Towards cleaner air for all
CLEARING THE AIR
Towards cleaner air for all
Deccan Herald
An adoption of improved fuel and emission standards would help to greatly reduce vehicular pollution.
Opportunities to improve air quality all over the country through radical changes to fuel and automobile emission standards have received a significant boost with Himachal Pradesh, Jammu & Kashmir and Punjab finally joining the rest of the country in moving to Euro II equivalent standards. In 11 specified cities, including Bangalore, higher grade Euro III equivalent petrol and diesel has been made mandatory since April, while Lucknow and Sholapur joined the ‘charmed 11’ in June.
It is worth asking if the improvements in air quality expected to be realised by adopting the new norms are worth the thousands of crores that petroleum refineries are spending to improve fuel quality. In response, if we consider diesel-powered commercial vehicles weighing over 3.5 tonnes meeting Bharat Stage III (BS III) rather than BS I vehicular emission standards, it would mean that the emissions of the oxides of nitrogen (NOx), hydrocarbon (HC), carbon monoxide (CO) and particulate matter (PM) would come down by at least 37 per cent, 40 per cent, 53 per cent and 72 per cent respectively. All these products (NOx, HC, CO and PM), when sufficiently concentrated, are suspected to be carcinogenic or otherwise seriously harmful to health. For cars and other light duty vehicles, the reductions would be greater at nearly 59 per cent for HC and NOx taken together, 76 per cent for CO and 74 per cent for PM. Also, petrol-engined motorcycles and scooters would reduce their HC plus NOx and CO emissions by half.
While these figures are for new vehicles, older vehicles will also benefit because of the considerable improvement in fuel quality while going from the use of Euro I to Euro III equivalent fuel. For example, the better diesel has less than 350 parts per million of sulphur as against 2,500 in the regular diesel (86 per cent less) while the new petrol has less than one per cent benzene as against five per cent in the regular one. With sulphur levels directly contributing to particulate emissions and some benzene-related combustion products known to be carcinogenic, merely using the new fuels will directly improve air quality substantially.
While reducing polluting vehicular emissions is the primary advantage of the new fuels, the fuel consumption is also likely to reduce significantly because of the improved efficiency of engines burning the new diesel and petrol. Euro III diesel has a minimum cetane number (a standard measure of ignition quality) of 51, up from 48, while the corresponding petrol has an octane number (an ‘anti-knock’ index) of 91 instead of 88. The higher cetane number could lead to a five per cent reduction in diesel consumption — significant considering that India already uses 40 million tonnes annually. Similar savings could be achieved with 91-octane petrol. Combining the savings on petrol and diesel, our annual oil import bill would be shaved by well over 600 million dollars, even if crude drops to $40 a barrel.
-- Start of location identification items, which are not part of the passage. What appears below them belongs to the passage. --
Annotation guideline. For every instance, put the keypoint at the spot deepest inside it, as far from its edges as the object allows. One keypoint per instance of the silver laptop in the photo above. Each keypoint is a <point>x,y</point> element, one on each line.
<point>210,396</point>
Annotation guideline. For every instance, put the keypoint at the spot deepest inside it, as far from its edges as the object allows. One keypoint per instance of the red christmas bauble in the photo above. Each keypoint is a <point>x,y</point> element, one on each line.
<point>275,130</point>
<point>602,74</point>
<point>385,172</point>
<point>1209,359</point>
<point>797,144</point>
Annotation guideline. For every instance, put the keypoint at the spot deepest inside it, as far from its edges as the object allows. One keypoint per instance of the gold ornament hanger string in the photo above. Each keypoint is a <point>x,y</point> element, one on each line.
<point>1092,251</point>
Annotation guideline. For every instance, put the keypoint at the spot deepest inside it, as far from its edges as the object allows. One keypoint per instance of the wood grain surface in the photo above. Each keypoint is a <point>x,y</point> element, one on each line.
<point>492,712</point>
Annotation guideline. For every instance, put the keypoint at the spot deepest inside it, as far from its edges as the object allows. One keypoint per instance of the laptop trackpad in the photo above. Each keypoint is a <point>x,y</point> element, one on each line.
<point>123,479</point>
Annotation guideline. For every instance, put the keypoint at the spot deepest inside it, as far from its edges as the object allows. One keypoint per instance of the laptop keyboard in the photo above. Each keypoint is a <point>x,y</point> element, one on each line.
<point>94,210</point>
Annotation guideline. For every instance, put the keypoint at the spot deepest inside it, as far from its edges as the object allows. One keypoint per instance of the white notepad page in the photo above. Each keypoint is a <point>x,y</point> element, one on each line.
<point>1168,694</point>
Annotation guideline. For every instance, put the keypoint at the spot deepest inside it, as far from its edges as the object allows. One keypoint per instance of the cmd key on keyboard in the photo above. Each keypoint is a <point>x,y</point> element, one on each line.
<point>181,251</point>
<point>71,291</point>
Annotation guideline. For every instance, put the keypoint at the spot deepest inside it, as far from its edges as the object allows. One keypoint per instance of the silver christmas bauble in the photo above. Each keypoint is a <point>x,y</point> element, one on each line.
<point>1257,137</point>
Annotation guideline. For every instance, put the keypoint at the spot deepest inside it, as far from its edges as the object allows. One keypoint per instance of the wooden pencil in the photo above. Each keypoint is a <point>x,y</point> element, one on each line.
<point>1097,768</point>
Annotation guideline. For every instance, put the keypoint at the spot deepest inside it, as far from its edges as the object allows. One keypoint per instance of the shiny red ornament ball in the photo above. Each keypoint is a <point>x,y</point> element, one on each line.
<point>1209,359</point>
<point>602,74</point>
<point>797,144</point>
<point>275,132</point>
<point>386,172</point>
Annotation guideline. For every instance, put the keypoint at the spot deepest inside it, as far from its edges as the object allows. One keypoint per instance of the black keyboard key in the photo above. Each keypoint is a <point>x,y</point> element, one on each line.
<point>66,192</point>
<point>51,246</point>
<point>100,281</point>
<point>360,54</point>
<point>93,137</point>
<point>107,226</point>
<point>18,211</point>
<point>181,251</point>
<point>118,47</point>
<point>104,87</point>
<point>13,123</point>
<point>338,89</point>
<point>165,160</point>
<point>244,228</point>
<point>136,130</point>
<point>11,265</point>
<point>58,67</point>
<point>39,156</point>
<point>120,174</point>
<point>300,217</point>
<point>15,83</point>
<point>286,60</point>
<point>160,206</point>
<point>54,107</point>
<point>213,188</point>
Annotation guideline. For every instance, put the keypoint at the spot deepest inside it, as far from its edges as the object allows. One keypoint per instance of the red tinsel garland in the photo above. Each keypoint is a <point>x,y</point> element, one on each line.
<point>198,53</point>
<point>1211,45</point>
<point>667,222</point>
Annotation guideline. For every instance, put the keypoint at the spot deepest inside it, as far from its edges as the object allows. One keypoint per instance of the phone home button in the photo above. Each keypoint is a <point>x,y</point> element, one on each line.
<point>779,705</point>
At the policy level, setting up Euro III fuel islands can best be described as window-dressing, with ironically even the the national capital region — the largest and politically most sensitive area — likely to drown in a sea of pollution surrounded as it will be by vehicles plying in adjacent areas while running on Euro II diesel. A similar argument applies to Bangalore with the Bangalore Rural district, leave alone Kolar and Tumkur, subject to much looser fuel and emission standards.
It would make environmental, economic and logistical sense to ensure that all fuel outlets in the districts through which the ‘golden quadrilateral’ and the primary north-south (Srinagar to Kanyakumari) and east-west (Porbandar to Silchar) national highways pass, dispense only Euro III fuel. This would greatly benefit all the citizens of those districts by significantly reducing harmful vehicular pollution. The rest of India could gradually move to Euro III petrol and diesel over the next two years with BS III vehicle emission standards being made universal six months later, from April 2008.
Only then would the long-term benefits of improved fuel and emission standards become available to all.